4to. Original vellum over boards, ornamented in blind, spine lettered in ink; pp. [lxxiii], 824, [222], [2, a re-set variant of pp. 347/8], 2 [Addenda ad notas]; title printed in red and back and with woodcut device; engraved allegorical frontispiece; folding map and 16 engraved plates; boards a bit warped (only in a low-humidity environment); otherwise very clean and fresh; provenance: 18th-century ownership inscription H. J. Borgers to front fly-leaf, ownership inscription Ronald Coates, dated 1919 (British Army of the Rhine) underneath, late 19th-century bookplate Fritz Milkau inside front cover, 19th-century Königsberg bookdealer's label above.

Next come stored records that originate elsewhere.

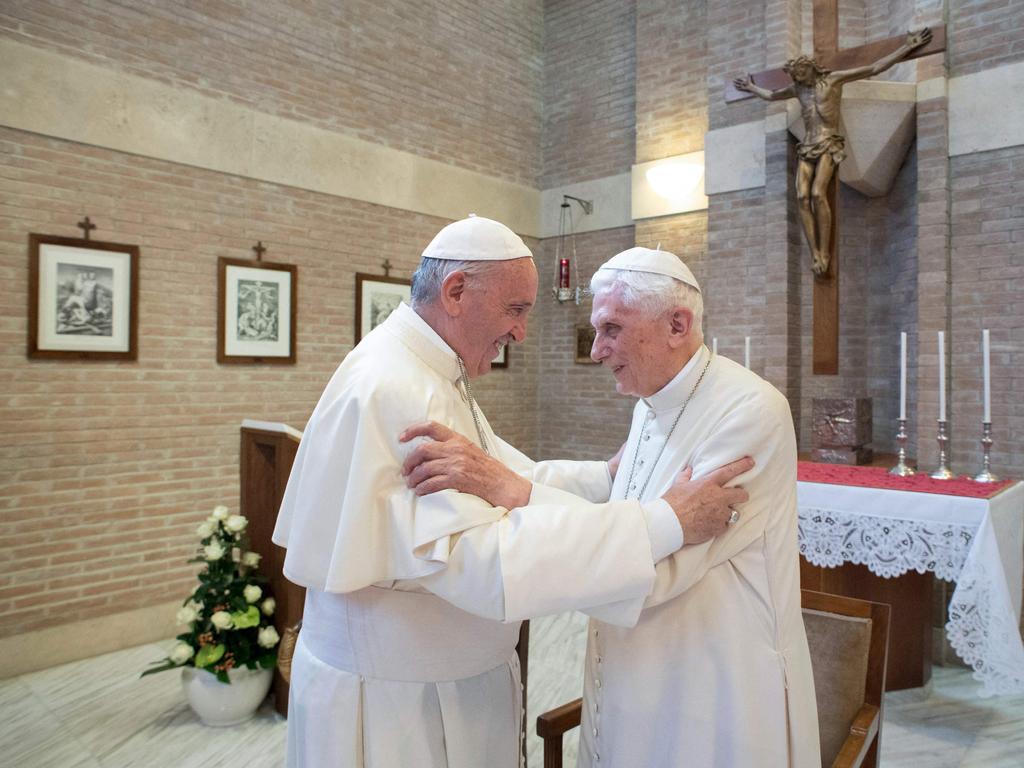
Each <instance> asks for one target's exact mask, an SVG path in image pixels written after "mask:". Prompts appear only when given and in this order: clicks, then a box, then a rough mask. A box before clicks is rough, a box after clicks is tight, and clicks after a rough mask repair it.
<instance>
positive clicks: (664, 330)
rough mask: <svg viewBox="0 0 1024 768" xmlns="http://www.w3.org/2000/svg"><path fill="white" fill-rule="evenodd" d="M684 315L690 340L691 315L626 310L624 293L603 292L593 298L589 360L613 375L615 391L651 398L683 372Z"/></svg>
mask: <svg viewBox="0 0 1024 768" xmlns="http://www.w3.org/2000/svg"><path fill="white" fill-rule="evenodd" d="M681 313H682V314H684V315H686V316H684V317H682V319H683V321H684V323H685V326H686V327H685V329H683V333H682V336H683V337H685V336H686V332H688V330H689V318H690V317H691V315H690V313H689V310H686V309H675V310H668V311H664V312H656V313H653V314H650V313H648V312H646V311H645V310H644V309H643V308H642V307H634V306H629V305H628V304H626V302H625V301H624V300H623V290H622V289H621V288H612V289H611V290H610V291H603V292H601V293H598V294H597V295H596V296H595V297H594V310H593V312H591V315H590V323H591V325H592V326H594V331H595V336H594V346H593V347H592V348H591V352H590V356H591V357H592V358H593V359H594V360H596V361H597V362H600V364H601V365H603V366H604V367H606V368H608V369H610V370H611V374H612V376H614V377H615V391H617V392H618V393H620V394H631V395H635V396H637V397H647V396H649V395H652V394H654V393H655V392H657V391H658V390H659V389H662V388H663V387H664V386H665V385H666V384H668V383H669V382H670V381H671V380H672V377H673V376H675V375H676V374H677V373H679V371H680V370H681V369H682V365H681V362H680V359H681V357H682V352H681V344H680V341H681V340H682V339H681V338H680V330H681V329H680V328H679V323H678V321H679V318H680V314H681ZM674 321H676V322H674ZM687 356H688V355H687ZM683 361H684V362H685V358H683Z"/></svg>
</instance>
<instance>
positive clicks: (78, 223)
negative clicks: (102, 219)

Best edition of the life of Alexander the Great who shaped the part of the world we now call the Middle East, and beyond. 'This is the celebrated quarto Variorum edition of Q. Curtius, which contains many valuable extracts from Bruno, Modius, Freinshem, and Cellarius. The text is formed according to the first edition of Freinshem, from which it never departs but with the most scrupulous caution, and when warranted by a better reading. This edition of Snakenburg is a very valuable performance, and is deservedly held in high respect' (Dibdin II, 377). The Roman historian Quintus Curtius Rufus lived in the first century CE, and this is his only known and surviving work. He still had access to written first hand sources by people who accompanied Alexander on his conquests.
Brunet 2,450 ('édition très estimée').